18 – Simplificar e criar instrumentos para a utilização de garantias no acesso ao crédito (PLS nº 141, de 2017, do senador Paulo Bauer): permite a instituição da garantia “guarda-chuva”, constituída para assegurar a abertura de limite global de crédito. O registro de garantia pode alcançar qualquer operação que venha a ser firmada entre cliente e banco e não apenas uma operação creditícia. A facilidade permite que o crédito pessoal seja obtido na instituição financeira com a mesma garantia que já foi oferecida em outro financiamento, o que tende a diminuir ospread bancário (resumidamente, o “lucro dos bancos”) e os juros finais aos tomadores de empréstimos, já que torna as operações mais seguras para o credor, com menor risco de perda.

19 – Demais projetos de lei em tramitação no Congresso Nacional que contribuem para aperfeiçoar o mercado de crédito:

  • O PLS 243/2014 permite a contratação de operações financeiras por meios eletrônicos/remoto, conferindo maior segurança jurídica de contratos e de seus meios de prova;
  • O Projeto de Lei nº 5.900/2016 visa reduzir a litigiosidade bancária, prevendo uniformização das tabelas de correção de débitos judiciais dos tribunais estaduais e da justiça federal, adotando-se padrão único que abrangeria juros de mora e correção monetária. Estabelece, ainda, requisitos objetivos para a concessão da gratuidade de justiça;
  • O PLS 377/2017, do senador Jorge Viana, estabelece a obrigação de os bancos publicarem, no site, taxas de juros máxima, média e mínima, além dos juros anuais e mensais, dos cartões de crédito que oferecem.

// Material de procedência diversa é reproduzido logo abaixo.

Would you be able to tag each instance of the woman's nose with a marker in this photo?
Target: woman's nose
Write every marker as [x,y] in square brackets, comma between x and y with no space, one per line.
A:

Também faz recomendação ao Bacen para que sejam adotadas, desde já e no âmbito da competência do Banco Central, as medidas trazidas por este projeto;
  • O PLS 272/2018, do senador Ataídes Oliveira, que proíbe que a instituição emissora ou credenciadora do cartão de crédito exija exclusividade quanto à antecipação de recebíveis e imponha trava bancária além do volume de recebíveis necessários para garantir a operação de crédito.